Maurandya barclayana is a twining, woody based perennial vine with bright-green ivy-shaped leaves and attractive trumpet flowers which are purple and white. It climbs by wrapping its leaf stalks around a support, pulling itself upwards, reaching about two metres high.

The flowers, which attract pollinating insects, appear from summer and right through the autumn months. The vine is not frost-hardy but will survive short periods of drought; it needs partial shade and a dry, well-drained soil.

Maurandya can be propagated by seed or by cuttings taken in the summer.

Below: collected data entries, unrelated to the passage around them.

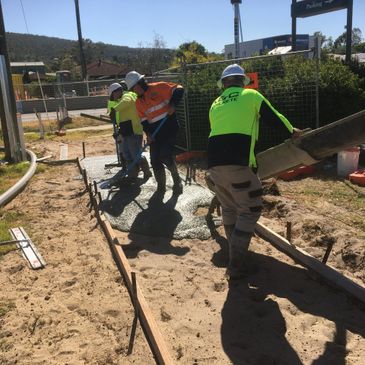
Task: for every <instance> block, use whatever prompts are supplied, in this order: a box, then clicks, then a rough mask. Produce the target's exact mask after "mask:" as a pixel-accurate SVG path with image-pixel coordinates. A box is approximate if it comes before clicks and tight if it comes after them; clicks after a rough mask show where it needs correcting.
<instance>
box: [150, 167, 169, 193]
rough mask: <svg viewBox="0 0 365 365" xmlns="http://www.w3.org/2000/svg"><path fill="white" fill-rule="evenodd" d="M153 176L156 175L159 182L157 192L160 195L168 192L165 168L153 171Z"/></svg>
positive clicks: (154, 169) (157, 188)
mask: <svg viewBox="0 0 365 365" xmlns="http://www.w3.org/2000/svg"><path fill="white" fill-rule="evenodd" d="M153 174H154V175H155V179H156V182H157V191H158V192H160V193H164V192H165V191H166V172H165V169H164V168H162V169H160V170H156V169H153Z"/></svg>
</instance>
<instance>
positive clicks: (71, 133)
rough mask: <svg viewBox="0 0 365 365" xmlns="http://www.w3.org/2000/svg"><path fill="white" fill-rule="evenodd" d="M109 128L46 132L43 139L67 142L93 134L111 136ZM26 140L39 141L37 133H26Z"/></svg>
mask: <svg viewBox="0 0 365 365" xmlns="http://www.w3.org/2000/svg"><path fill="white" fill-rule="evenodd" d="M111 134H112V131H111V130H90V131H88V130H86V131H75V132H70V133H67V132H66V135H65V136H57V135H56V134H52V133H46V135H45V139H48V140H52V141H56V142H62V143H67V142H68V141H83V140H85V139H86V138H90V137H95V136H111ZM24 137H25V141H26V142H35V141H39V134H38V133H27V134H26V135H25V136H24Z"/></svg>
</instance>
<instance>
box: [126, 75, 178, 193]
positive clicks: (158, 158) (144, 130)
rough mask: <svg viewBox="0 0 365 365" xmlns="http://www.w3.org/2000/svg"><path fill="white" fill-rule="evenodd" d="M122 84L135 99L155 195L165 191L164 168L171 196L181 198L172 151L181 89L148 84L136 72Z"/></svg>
mask: <svg viewBox="0 0 365 365" xmlns="http://www.w3.org/2000/svg"><path fill="white" fill-rule="evenodd" d="M125 82H126V84H127V87H128V90H131V91H134V92H135V93H136V94H137V95H138V97H137V101H136V107H137V111H138V114H139V116H140V118H141V123H142V126H143V130H144V131H145V133H146V135H147V141H148V143H149V144H150V156H151V165H152V169H153V173H154V175H155V179H156V181H157V191H158V192H161V193H164V192H165V191H166V174H165V168H164V165H165V166H166V167H167V169H168V170H169V171H170V173H171V176H172V179H173V182H174V185H173V188H172V190H173V193H174V194H181V193H182V191H183V187H182V183H181V179H180V176H179V173H178V170H177V166H176V163H175V160H174V158H173V149H174V145H175V142H176V137H177V133H178V130H179V124H178V120H177V117H176V106H177V105H178V103H179V101H180V100H181V98H182V97H183V94H184V89H183V87H182V86H181V85H178V84H175V83H171V82H154V83H147V81H146V79H145V78H144V75H141V74H139V73H138V72H136V71H131V72H129V73H128V74H127V75H126V78H125ZM165 118H167V120H166V119H165ZM161 123H164V124H163V125H162V127H161V129H160V130H159V131H158V133H157V134H156V135H155V136H154V139H153V140H152V134H153V132H154V131H155V130H156V129H157V128H158V127H159V125H160V124H161Z"/></svg>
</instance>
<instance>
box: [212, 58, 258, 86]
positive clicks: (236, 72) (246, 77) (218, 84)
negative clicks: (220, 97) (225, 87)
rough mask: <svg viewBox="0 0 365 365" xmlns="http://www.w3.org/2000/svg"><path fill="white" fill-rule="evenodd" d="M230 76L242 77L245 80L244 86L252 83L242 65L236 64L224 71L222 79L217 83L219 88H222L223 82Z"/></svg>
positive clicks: (236, 63)
mask: <svg viewBox="0 0 365 365" xmlns="http://www.w3.org/2000/svg"><path fill="white" fill-rule="evenodd" d="M229 76H242V77H243V78H244V81H243V84H244V86H246V85H248V84H249V83H250V82H251V80H250V78H249V77H248V76H247V75H246V74H245V70H244V69H243V68H242V67H241V66H240V65H237V63H234V64H233V65H229V66H227V67H226V68H225V69H224V70H223V72H222V75H221V79H220V80H219V81H218V82H217V85H218V87H222V86H223V84H222V80H223V79H225V78H226V77H229Z"/></svg>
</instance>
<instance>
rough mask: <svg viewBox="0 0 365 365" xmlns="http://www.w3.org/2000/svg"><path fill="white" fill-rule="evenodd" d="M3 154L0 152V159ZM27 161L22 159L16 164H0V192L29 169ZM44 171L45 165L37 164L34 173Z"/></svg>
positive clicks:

It may self-seed and has become naturalised in both Australia and the US.

It is a useful plant for covering ugly features in the garden, for planting on slopes (the roots are very fibrous and will help to prevent erosion) to provide ground cover or it can be planted in a container.

This species of the genus Maurandya was first described by Antonio José Cavonilles in 1793 based on plants grown in Spain. He erroneously named it Usteria scandens, a genus name that was already being used for a different group of plants. The name was later changed to Maurandya by Casimiro Gómez Ortega in honour of Catherina Pancratia Maurandy, the wife of Ortega's associate and professor at the Royal Botanic Garden in Cartagena. He is supposed to have said, Doña Catherina Pancratia Maurandy, wife of Don Agustín Juna, a learned lady, a sharer if not a leader in her husband's botanical labours.